Лицо отца вдруг стало озабоченным, серьезным.
— Дитя мое, сейчас вокруг нас ясно, светло, но кто знает, быть может, враг, не сломленный окончательно, точит в тиши нож и, выждав удобный момент, кинется на нас, чтобы вернуть себе власть. Если это случится, мы бесстрашно выйдем с тобой на улицу и станем в ряды рабочих и солдат, чтобы не отдать вырванной с таким трудом у палачей свободы. Не так ли, сын мой?
— Да, папа!
Разменяли
I
Полутемный лабаз Ивана Гусятника на Глазовой колоколом гудел от множества бабьих голосов. Выдавали по карточкам хлеб, и, как мухи, облепили бабы прилавок, за которым двое разбитных молодцов в ухарских картузах быстро и ловко, на манер фокусников, резали свежий дымящийся хлеб, бросали его на весы и совали в руки бабам.
Часто откидывалась дверь смежной темной комнаты, и оттуда появлялся мальчишка с двумя-тремя огромными хлебами, только что вынутыми из печи и окутанными паром.
Пахло сильно кислым тестом и дрожжами.

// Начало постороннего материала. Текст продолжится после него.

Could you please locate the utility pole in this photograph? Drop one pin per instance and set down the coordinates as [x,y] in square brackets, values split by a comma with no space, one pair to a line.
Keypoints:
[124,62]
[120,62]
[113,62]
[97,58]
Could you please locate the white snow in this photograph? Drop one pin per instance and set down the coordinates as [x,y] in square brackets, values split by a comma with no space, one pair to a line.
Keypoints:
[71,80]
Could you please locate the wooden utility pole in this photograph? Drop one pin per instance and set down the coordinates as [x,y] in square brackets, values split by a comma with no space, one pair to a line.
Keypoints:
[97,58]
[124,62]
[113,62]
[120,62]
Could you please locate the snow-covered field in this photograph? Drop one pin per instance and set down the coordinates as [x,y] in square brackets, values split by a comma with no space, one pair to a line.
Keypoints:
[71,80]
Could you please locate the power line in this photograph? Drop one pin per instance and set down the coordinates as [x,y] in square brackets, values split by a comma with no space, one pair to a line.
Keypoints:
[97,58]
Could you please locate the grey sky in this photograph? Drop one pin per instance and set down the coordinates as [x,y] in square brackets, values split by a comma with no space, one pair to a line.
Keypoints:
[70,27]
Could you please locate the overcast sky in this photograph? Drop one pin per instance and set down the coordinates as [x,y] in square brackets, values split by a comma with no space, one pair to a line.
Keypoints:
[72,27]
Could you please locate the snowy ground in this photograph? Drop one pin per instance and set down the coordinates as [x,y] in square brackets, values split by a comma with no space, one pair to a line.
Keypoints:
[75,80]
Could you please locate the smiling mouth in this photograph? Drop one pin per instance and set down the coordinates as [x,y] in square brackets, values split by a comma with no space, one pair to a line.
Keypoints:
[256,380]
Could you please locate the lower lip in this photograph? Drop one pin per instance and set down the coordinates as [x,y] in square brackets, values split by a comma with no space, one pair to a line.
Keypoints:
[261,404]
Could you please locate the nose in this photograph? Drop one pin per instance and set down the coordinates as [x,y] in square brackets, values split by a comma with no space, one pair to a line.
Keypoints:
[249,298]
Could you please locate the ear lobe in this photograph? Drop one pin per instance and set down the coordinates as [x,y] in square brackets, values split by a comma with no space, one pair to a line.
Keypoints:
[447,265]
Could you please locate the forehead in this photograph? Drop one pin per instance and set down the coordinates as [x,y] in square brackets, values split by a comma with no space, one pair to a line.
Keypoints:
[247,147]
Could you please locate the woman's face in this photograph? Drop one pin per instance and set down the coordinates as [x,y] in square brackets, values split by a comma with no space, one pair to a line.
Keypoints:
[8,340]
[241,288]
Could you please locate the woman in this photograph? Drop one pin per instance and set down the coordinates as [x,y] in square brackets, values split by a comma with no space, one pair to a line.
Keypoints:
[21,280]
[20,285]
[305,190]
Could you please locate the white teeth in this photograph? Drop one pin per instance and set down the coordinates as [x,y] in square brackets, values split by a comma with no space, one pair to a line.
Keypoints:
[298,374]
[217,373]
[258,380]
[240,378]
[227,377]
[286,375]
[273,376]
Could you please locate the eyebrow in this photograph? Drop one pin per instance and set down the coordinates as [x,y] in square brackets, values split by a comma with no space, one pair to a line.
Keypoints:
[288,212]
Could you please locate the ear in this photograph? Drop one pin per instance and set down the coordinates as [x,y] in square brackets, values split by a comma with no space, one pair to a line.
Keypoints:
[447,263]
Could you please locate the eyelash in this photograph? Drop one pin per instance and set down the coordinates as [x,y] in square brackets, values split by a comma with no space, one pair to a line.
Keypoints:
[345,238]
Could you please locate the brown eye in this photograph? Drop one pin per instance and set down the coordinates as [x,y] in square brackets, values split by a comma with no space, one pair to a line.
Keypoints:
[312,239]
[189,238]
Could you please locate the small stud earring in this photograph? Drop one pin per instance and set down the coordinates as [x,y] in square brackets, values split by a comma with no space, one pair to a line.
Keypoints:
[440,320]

Бабы ругали молодцов.
— Черная немочь на вас. Невыпеченным хлебом торгуют, гляди: совсем сырое, нешто детям давать его можно — животы горой вздует.
— А они нарочно, ироды, не выпекают, на мешок муки пуд выгадывают. Я знаю, мне кум кондитер говорил.
— Да ты как вешаешь! Прикинь еще раз: жульничать не позволю!
— Кровопийцы! Обирают народ. Муж мой в окопах, а они на наших костях наживаются.
Молодцы пропускали мимо ушей брань, точно не их касалось. Привыкли. Изредка лишь один нахал осклабится и обронит цинично:
— Правильно, тетка Секлетея, шпарь… Эй ты, гундосая, — получай на шестерых.
И прибавит по адресу молодчика, дежурящего у дверей и сдерживающего натиск с улицы полчища баб:
— По двое, по двое впускать, а напирать будут — по шапке…
Бабы не щадили и самого хозяина. Массивный, грузный, с лоснящимся рыжебородым лицом, он стоял в тени в конторке и, пыхтя и отдуваясь, проверял чеки. Как и молодцы, он не прислушивался к бабам.